China’s growing presence in east Ladakh’s Gogra area has caused problems for villagers, who are unable to access a huge piece of land used for grazing, The Hindu reported on Thursday, citing a councillor from the region.
Konchok Stanzin, a councillor from Ladakh’s Chushul village, claimed that the Indian Army has not been allowing villagers from Yourgo, Lukung and Phobrang to access the Kiu La pass, where they used to take their cattle for grazing years ago.
“A group of villagers marched to the Kiu La pass a few days ago but they were denied access by the Army,” Stanzin said, according to The Hindu. “There used to be a bunker on the upper reaches, but it is no longer there.”
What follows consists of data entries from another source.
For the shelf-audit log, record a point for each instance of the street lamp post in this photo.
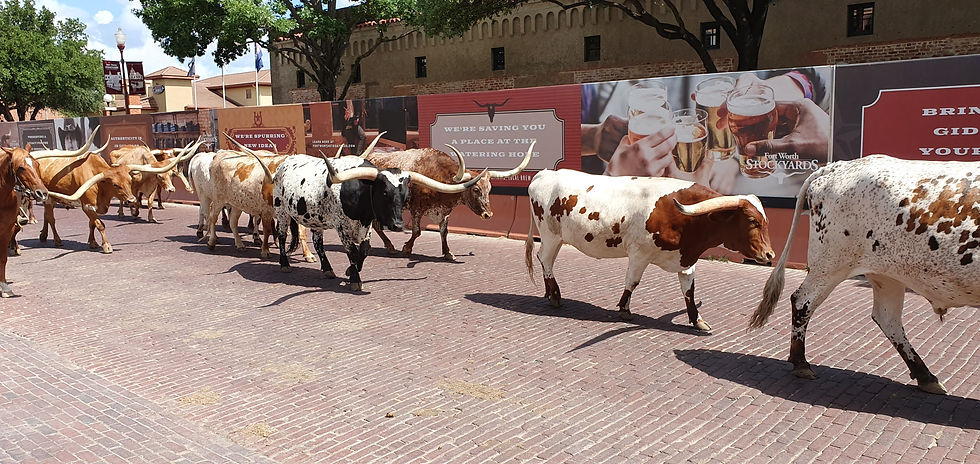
(121, 44)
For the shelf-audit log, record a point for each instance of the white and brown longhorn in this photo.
(903, 225)
(650, 220)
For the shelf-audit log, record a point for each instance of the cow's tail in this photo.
(294, 230)
(774, 286)
(529, 245)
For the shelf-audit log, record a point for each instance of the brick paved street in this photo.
(165, 351)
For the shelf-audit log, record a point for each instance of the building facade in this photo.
(540, 44)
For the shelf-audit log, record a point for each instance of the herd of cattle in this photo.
(902, 224)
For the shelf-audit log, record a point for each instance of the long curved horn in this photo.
(268, 173)
(350, 174)
(81, 190)
(373, 143)
(38, 154)
(444, 188)
(148, 168)
(461, 174)
(519, 168)
(710, 205)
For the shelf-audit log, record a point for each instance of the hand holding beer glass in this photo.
(709, 95)
(752, 117)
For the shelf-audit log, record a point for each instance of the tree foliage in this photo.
(743, 23)
(45, 65)
(312, 34)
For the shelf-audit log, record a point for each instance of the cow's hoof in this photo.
(935, 388)
(804, 372)
(702, 326)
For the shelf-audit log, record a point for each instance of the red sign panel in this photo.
(134, 72)
(112, 73)
(940, 123)
(494, 129)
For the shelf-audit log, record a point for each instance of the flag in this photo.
(258, 58)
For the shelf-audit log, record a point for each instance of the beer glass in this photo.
(709, 95)
(691, 137)
(648, 109)
(752, 117)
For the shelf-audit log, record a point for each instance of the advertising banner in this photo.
(494, 129)
(133, 129)
(275, 128)
(40, 134)
(113, 77)
(759, 132)
(175, 130)
(134, 72)
(919, 110)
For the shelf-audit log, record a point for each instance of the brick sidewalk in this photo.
(164, 349)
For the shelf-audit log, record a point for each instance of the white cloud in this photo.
(103, 17)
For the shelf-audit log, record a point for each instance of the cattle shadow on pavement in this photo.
(574, 309)
(836, 388)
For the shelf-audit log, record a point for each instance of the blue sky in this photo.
(104, 17)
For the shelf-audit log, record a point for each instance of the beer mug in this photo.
(752, 117)
(691, 137)
(648, 110)
(709, 95)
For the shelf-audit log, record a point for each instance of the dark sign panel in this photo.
(113, 77)
(134, 72)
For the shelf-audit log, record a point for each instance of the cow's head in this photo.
(23, 172)
(740, 220)
(477, 198)
(389, 189)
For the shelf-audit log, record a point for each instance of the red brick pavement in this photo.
(164, 349)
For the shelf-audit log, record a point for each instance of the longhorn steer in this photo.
(244, 183)
(903, 224)
(645, 219)
(18, 172)
(149, 184)
(94, 184)
(423, 201)
(310, 191)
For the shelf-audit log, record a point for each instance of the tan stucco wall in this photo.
(545, 45)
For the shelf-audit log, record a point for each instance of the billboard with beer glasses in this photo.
(755, 132)
(920, 110)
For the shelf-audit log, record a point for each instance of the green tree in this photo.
(311, 34)
(45, 65)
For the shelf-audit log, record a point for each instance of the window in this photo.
(497, 58)
(592, 48)
(711, 36)
(860, 19)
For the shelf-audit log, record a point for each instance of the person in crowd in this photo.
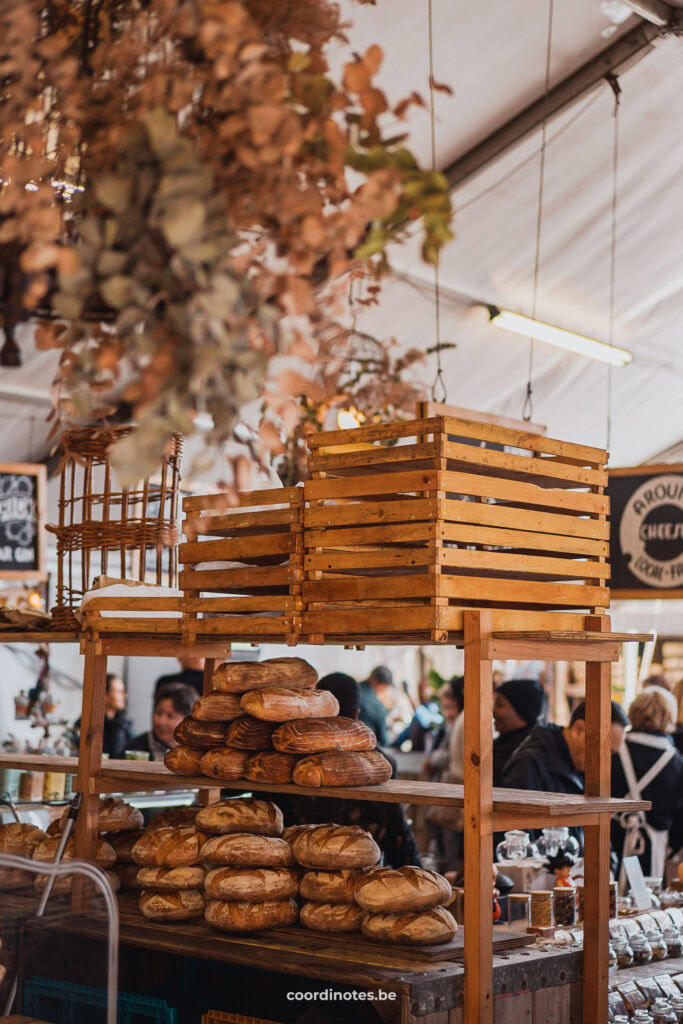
(649, 767)
(172, 702)
(518, 705)
(190, 673)
(373, 711)
(387, 822)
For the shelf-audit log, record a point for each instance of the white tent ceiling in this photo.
(493, 55)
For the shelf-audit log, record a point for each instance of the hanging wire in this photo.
(527, 408)
(438, 381)
(612, 81)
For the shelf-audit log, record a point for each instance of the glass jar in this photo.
(542, 908)
(642, 950)
(624, 952)
(565, 905)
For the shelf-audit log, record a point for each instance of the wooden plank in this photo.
(478, 804)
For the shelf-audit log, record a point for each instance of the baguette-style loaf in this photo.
(200, 735)
(332, 847)
(244, 916)
(342, 768)
(243, 850)
(217, 708)
(169, 847)
(332, 916)
(271, 767)
(223, 763)
(239, 677)
(181, 905)
(314, 735)
(253, 885)
(164, 880)
(427, 928)
(385, 890)
(241, 814)
(279, 705)
(248, 733)
(332, 887)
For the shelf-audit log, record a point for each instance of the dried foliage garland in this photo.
(177, 197)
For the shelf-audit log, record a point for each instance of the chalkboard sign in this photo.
(23, 521)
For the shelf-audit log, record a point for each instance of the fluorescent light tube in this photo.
(557, 336)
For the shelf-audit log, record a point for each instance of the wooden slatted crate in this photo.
(427, 517)
(257, 592)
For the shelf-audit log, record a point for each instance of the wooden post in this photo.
(596, 854)
(478, 823)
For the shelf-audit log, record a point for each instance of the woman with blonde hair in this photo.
(648, 767)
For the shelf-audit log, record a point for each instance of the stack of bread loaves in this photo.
(276, 729)
(251, 883)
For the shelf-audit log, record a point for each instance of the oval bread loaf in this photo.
(407, 889)
(239, 677)
(272, 767)
(332, 916)
(217, 708)
(182, 905)
(242, 814)
(331, 847)
(243, 916)
(332, 887)
(248, 733)
(278, 705)
(427, 928)
(222, 763)
(343, 768)
(253, 885)
(313, 735)
(243, 850)
(200, 735)
(169, 847)
(166, 880)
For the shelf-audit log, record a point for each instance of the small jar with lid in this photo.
(624, 951)
(642, 950)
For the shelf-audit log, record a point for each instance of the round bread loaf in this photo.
(243, 814)
(123, 844)
(183, 760)
(169, 847)
(253, 885)
(200, 735)
(271, 767)
(313, 735)
(331, 916)
(331, 847)
(182, 905)
(243, 850)
(342, 768)
(243, 916)
(385, 890)
(248, 733)
(239, 677)
(224, 764)
(166, 880)
(332, 887)
(279, 705)
(217, 708)
(427, 928)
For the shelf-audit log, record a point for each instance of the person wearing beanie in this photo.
(517, 707)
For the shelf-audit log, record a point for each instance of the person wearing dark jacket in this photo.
(649, 767)
(517, 707)
(552, 758)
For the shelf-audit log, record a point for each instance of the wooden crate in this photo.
(428, 517)
(259, 596)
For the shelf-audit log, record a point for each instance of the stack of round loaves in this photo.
(251, 883)
(265, 722)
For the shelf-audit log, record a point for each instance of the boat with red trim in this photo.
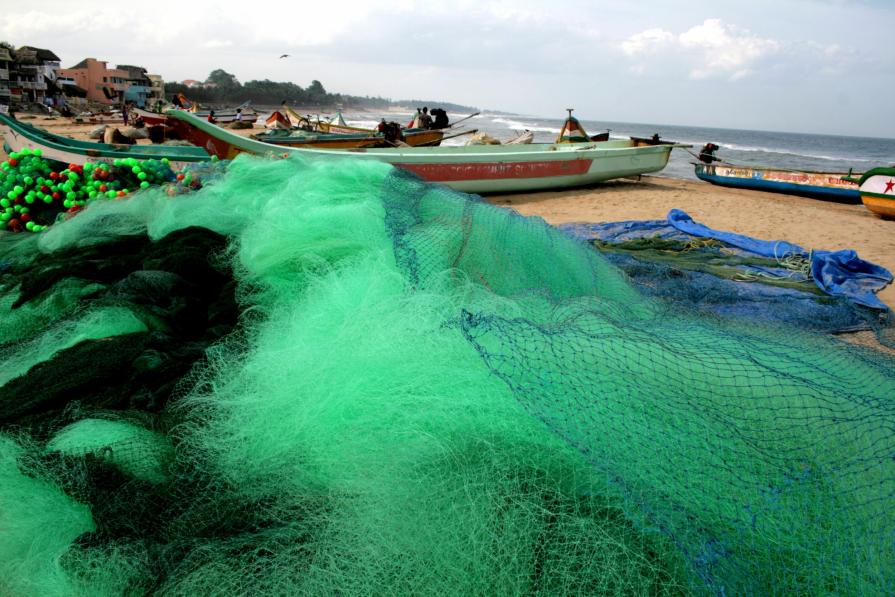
(477, 168)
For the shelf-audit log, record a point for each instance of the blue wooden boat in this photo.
(829, 186)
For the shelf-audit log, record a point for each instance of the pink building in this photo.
(103, 84)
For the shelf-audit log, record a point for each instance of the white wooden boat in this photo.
(479, 169)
The councillor added: “We fear that the Chinese are nibbling away at our territory. This was never a disputed area.”
Army officials have refused to comment on the matter. But on April 2, the Union defence ministry had told the councillor that cattle grazers had been asked to restrict their movements because of “the present operational situation in Ladakh”, The Hindu reported.
India and China have been locked in a standoff in the eastern Ladakh region since May 2020. Chinese troops had clashed with the Indian Army at several points along the Line of Actual Control that month.
Gogra has been of one of the multiple friction points between armies of the two countries.
The two countries do not share a defined and demarcated border. Instead, there is the Line of Actual Control, which stretches thousands of kilometres from Ladakh all the way to Arunachal Pradesh.
Tensions between the two countries escalated after the violent face-off in Galwan Valley on June 15, 2020. Twenty Indian soldiers were killed in the clash. The two countries have held several rounds of military and diplomatic talks to resolve the tensions.
However, Stanzin has claimed that the situation on the ground was still not normal, the Hindustan Times reported.
He added: “This year after a gap of 8 years -10 years the nomads on their own decided to take their yaks to Khu-la and Tsogtsalu [villages], but they could not reach the areas that are their traditional grounds.
The councillor said that the Centre should help nomads get access to grazing areas.
“Nomads play an important role in guarding the border, they work as both ear and eyes to the nation,” he told the Hindustan Times.
Stanzin told The Hindu that China had built roads and permanent structures near the Line of Actual Control.
He also flagged the unavailability of mobile networks in border areas. “Despite repeated pleas, the administration has not acted,” the councillor claimed. “It is frustrating. They fix the phone lines for a few hours whenever a VIP arrives here. It’s back to square one once they leave.”